Aujourd'hui, tous les Algériens ont droit à l'éducation et – c'est un grand succès – ont accès à ce droit, a par ailleurs fait valoir la délégation. Bien entendu, ce droit est également accessible à tous les autres résidents en Algérie; mais pour les étrangers, il peut s'avérer difficile de suivre un enseignement en langue arabe et ils peuvent alors être amenés à se tourner vers l'enseignement privé. En 2010, le budget de l'éducation s'élève à un peu plus de 390 milliards de dinars contre 222 milliards environ en 2006, a précisé la délégation. Le budget de l'éducation en Algérie est supérieur à celui de la défense, a-t-elle fait valoir. Au total, les ressources allouées à l'éducation représentent 20,88% du budget de l'État, a-t-elle indiqué.

Ce sont les Romains qui jadis, en référence aux barbares, furent les premiers à appeler Berbères ceux que les Algériens appellent les Amazighs, a rappelé la délégation. L'Algérie compte trois universités qui enseignent la langue amazighe, a-t-elle souligné.
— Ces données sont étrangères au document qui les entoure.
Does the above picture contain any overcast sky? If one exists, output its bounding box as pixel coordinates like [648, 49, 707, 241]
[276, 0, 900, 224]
Pour ce qui est de la question de la langue, l'Algérie ne souhaite pas être frappée par le syndrome belge, a-t-elle souligné; «les Belges peuvent peut-être se le permettre, mais ce n'est pas notre cas».

La délégation a fait valoir que l'accès à la culture est aisé en Algérie, comme en témoignent les 110 festivals, dont certains sont internationaux, que compte la programmation annuelle du pays et qui sont tous gratuits. En effet, en Algérie, prévaut la gratuité de l'accès à la culture, grâce aux ressources allouées par l'État à ce secteur.